The Personal Income Tax Law provides for various exclusions from
gross income, including an exclusion for the amount of student loan
indebtedness repaid or canceled pursuant to a specified federal law.
This bill would exclude from gross income the amount of student
loan indebtedness discharged on or after January 1, 2015, and before
January 1, 2020, for an eligible individual who is granted a
discharge under specified conditions, as provided.
This bill would take effect immediately as a tax levy.
THE PEOPLE OF THE STATE OF CALIFORNIA DO ENACT AS FOLLOWS:
SECTION 1. Section 17144.7 is added to the Revenue and Taxation
Code, to read:
17144.7. (a) Section 108(f)(1) of the Internal Revenue Code is
modified to additionally provide that in the case of an individual,
gross income does not include any amount that, but for this section,
would be includable in gross income by reason of the discharge, in
whole or in part, of any student loan if the individual is an
eligible individual for the taxable year.
(b) Section 108(f)(2) of the Internal Revenue Code, relating to
student loan, is modified to additionally provide that a student loan
means a student obligation note or other debt evidencing a loan to
any individual for the purpose of attending a for-profit higher
education company or for the purpose of consolidating or refinancing
a loan used to attend a for-profit higher education company, which is
either a guaranteed student loan, an educational loan, or a loan
eligible for consolidation or refinancing under Part B of Title IV of
the Higher Education Act of 1965, as amended (20 U.S.C. Sec. 1071 et
seq.).
(c) For purposes of this section, an individual is an eligible
individual for a taxable year if any of the following apply during
the taxable year:
(1) The individual is granted a discharge of any student loan
pursuant to the discharge agreement.
(2) The individual is granted a discharge of any student loan
pursuant to paragraph 23 of the William D. Ford Federal Direct Loan
Program Borrower's Rights and Responsibilities Statement because of
either of the following:
(A) The individual could not complete a program of study because
the school closed.
(B) The individual successfully asserts that the school did
something wrong or failed to do something that it should have done.

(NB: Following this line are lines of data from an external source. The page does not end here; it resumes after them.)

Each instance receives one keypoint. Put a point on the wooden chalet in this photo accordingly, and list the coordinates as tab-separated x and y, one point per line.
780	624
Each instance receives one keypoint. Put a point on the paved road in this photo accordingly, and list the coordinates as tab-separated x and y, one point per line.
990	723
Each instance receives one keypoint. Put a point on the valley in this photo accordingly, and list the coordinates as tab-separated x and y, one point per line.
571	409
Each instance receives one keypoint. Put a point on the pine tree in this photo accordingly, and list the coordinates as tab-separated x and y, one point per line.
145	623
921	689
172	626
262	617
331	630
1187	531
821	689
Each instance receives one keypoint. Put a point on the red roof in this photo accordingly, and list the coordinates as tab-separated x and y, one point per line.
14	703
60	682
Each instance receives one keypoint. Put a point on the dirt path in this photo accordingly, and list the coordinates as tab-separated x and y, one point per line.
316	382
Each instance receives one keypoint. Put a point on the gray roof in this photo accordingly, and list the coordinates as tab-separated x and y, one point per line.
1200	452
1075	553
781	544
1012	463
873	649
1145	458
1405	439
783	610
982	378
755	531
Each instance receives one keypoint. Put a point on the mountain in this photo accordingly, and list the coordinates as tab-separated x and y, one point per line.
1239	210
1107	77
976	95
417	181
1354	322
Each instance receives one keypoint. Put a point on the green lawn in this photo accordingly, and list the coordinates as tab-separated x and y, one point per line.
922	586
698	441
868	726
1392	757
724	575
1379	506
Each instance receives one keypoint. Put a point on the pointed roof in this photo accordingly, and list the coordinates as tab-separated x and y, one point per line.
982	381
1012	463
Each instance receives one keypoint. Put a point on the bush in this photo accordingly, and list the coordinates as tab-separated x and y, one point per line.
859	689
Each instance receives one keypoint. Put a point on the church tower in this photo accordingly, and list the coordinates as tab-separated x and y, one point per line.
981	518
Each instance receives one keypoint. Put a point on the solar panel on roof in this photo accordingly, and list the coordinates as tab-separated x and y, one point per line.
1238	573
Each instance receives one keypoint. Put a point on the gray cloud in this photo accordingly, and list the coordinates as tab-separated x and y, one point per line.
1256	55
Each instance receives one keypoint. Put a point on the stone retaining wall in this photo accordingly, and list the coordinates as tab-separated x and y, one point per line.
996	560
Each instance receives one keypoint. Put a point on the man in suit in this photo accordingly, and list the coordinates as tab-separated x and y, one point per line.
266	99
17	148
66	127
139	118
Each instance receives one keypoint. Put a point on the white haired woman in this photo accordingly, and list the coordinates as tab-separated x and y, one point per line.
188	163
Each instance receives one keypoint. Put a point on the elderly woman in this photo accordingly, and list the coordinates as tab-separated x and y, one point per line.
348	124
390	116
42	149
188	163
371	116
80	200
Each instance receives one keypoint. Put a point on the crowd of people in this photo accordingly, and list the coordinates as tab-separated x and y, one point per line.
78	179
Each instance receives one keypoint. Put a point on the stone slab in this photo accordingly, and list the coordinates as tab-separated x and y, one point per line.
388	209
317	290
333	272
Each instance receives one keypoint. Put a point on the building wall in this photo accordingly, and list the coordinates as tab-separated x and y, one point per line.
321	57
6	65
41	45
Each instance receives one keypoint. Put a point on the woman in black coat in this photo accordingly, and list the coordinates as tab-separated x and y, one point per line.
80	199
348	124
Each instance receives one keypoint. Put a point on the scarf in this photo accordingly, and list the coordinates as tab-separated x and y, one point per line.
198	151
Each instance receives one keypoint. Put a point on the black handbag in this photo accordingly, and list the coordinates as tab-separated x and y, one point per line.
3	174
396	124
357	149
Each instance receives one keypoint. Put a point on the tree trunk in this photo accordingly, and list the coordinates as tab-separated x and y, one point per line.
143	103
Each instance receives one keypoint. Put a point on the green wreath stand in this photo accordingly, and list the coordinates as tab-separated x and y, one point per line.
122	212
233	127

(3) The individual attended a Corinthian Colleges, Inc. school on
or before May 1, 2015, is granted a discharge of any student loan
made in connection with attending that school, and that discharge is
not covered by paragraph (1) or (2).
(d) For purposes of this section, "discharge agreement" means the
agreement between ECMC Group, Inc., Zenith Education Group, and the
Consumer Financial Protection Bureau concerning the purchase of
certain assets of Corinthian Colleges, Inc., dated February 2, 2015.
(e) This section shall apply to discharges of indebtedness
occurring on or after January 1, 2015, and before January 1, 2020.
(f) This section shall remain in effect only until December 1,
2020, and as of that date is repealed.
SEC. 2. This act provides for a tax levy within the meaning of
Article IV of the Constitution and shall go into immediate effect.